Hugo Neira
¿Qué es Nación?
La más compleja de las formas sociales conocidas
La nación moderna es deseada o no es. Sin la voluntad de asentimiento de los nacionales no tiene lugar. Las naciones hoy son todas heterogéneas. Las que no lo son, mal síntoma. Son esas en las que nadie puede salir ni entrar.
La razón y la pasión se han mezclado en la marcha de la historia y de los pueblos al hacer sus naciones y discutir sus sentidos, tanto o acaso más que con el tema del Estado. Blut, Boden, Begriff. Suelo, sangre, concepto. La historia del siglo XIX y el XX por entero. Si hay un tema complejo en nuestro tiempo, es este: la Nación.

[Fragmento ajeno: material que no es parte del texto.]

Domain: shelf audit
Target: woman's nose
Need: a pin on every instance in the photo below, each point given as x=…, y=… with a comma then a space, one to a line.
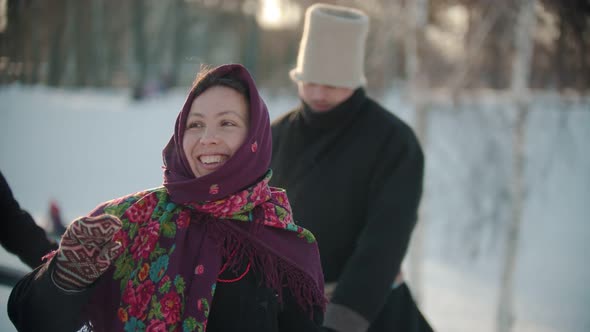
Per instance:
x=209, y=136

La nación es un concepto arduo, es lo que estamos confesando. Por una parte vincula el concepto con los sentimientos: gente, pueblo, tierra, terruño, pueblo natal, vecindad, paisaje. Pero, por la otra, connota ciudadanía, derechos, Estado, potencia. monarquía, república. Con los vivos y con los muertos. Con el presente, el pasado y el porvenir. Marca lo que se nos acerca, al compatriota, y lo que es distancia y diferencia, al apátrida y al extranjero.
¿Qué es, pues, una nación? Weber recordaba la ambigüedad de los documentos oficiales que igual hablaban de la “nación suiza” o del “pueblo suizo”, indistintamente. La diferencia no era inocente. En una puede pesar el jus sanguinis y en la otra el derecho de suelo, el jus solis. La predominancia de uno u otro criterio ha provocado, en el feroz siglo XX, innumerables guerras y matanzas. Desde los judíos en Alemania, a los Tutsi en Rwanda, o los albaneses y serbios en Kosovo. Se matan a despecho de que seamos la misma especie, por aquello que invocó Freud, “el narcisismo de las mínimas diferencias”.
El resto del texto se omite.